Overview
This post is part of the Cryptography Series
Prerequisite Knowledge: Radical Asymmetry
Parameterizing cryptographic primitives
The most useful cryptographic primitives are self-contained building blocks with well defined security guarantees. However, they are often tailored to a particular use case with deployment-specific parameters, which may need to be secret, unpredictable or unique. Note that these are nested sets of properties (in practice, if not in principle): all secret values are unpredictable and all unpredictable values are unique.
Cryptographic Keys
A cryptographic key is an arbitrary secret. It is crucial that it remains secret. If an unauthorized person obtains it, the security of the system is broken. This is not always true, but if you are knowledgeable enough to know that, you don’t need this article. Otherwise, it is better to err on the side of maniacal paranoia. If the key is compromised, the cryptography does nothing.
This means that a cryptographic key should be:
- generated with an unbiased random number generator on trustworthy hardware
- large enough that it cannot be guessed in a reasonable time frame
- stored securely
Public Values
Everything else is considered public. Note that by this definition, your mother’s maiden name and your favorite high school teacher are public values. They might be unknown to generic strangers, but they are not cryptographic secrets and are unlikely to thwart motivated attackers. As a general rule, if they could be plausibly guessed or discovered by anyone willing to spend trillions of dollars and decades of effort, they cannot provide Radical Asymmetry and should be treated as public in a cryptographic context. For this reason, some people use long random strings as their answers to these security questions.
Similarly, all user-generated data is public, since the security of a cryptographic primitive should not depend on the particular data it is processing. Oddly, this implies that the contents of encrypted messages are treated as public. If that sounds confusing, note that the claim is merely that some (or all) of the contents may be independently predictable (for example, it might be obvious from context that it is a particular file type). Even in such a case, good encryption algorithms provide confidentiality - any guessed plaintext is neither confirmed nor refuted and any unknown plaintext remains secret. More generally, cryptographic primitives are designed to ensure that even if the user-generated data is known, they still provide the same security guarantees.
Salts
Salts are unpredictable values that are not treated as secrets. Their purpose is to anchor cryptographic primitives to a particular use case. I don’t know if this is the etymology, but it may help to think of a salt as flavoring a hash function. One common example is when an authentication server stores hashes of user passwords so that they can be compared against future login attempts. The hashes themselves are typically not considered secrets since they must be directly available to the authentication server. If the server used the same hash function for each user’s password and an attacker was able to retrieve the hashes, it would be possible for them to precompute the hashes of common or small passwords (and store a TMTO) in order to identify such passwords among the set.

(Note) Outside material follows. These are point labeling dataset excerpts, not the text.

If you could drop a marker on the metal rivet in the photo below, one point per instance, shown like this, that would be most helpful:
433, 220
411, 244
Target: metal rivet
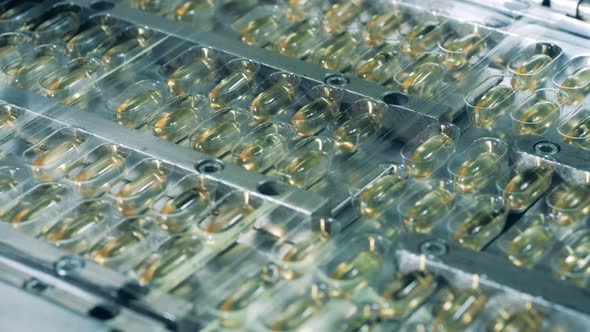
209, 166
546, 148
68, 265
434, 248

It would also be possible to immediately recognize when multiple users shared the same password. Instead, a user-specific salt is included within the hash, effectively providing each user with a dedicated hash function.
This prevents an attacker from using the same TMTO for all password hashes (undermining the entire point of a TMTO). Furthermore, since the salts are unpredictable, the attacker cannot perform any precomputation before they retrieve the salts. Since the salts are stored alongside the hashes, they are considered public and are therefore not cryptographic keys.
Nonces
A nonce is a number that is unique in a particular cryptographic context (or a number that is used once). Since it doesn’t need to be unpredictable, a simple counter is often used. As an example, a block encryption function (like the ubiquitous AES) can be used to produce a large stream of pseudorandom numbers by simply encrypting consecutive nonces. As long as the encryption key remains secret and the nonce is never repeated, the output is unpredictable even though the input is completely predictable.
In some cases, the nonce has a secondary non-cryptographic purpose where the order also matters. For example, every transaction signed by an Ethereum address contains a nonce, which ensures that each signature is unique, even if there are multiple transactions with identical contents. However, the nonce is also used to order the transactions, so it’s called a sequence number instead.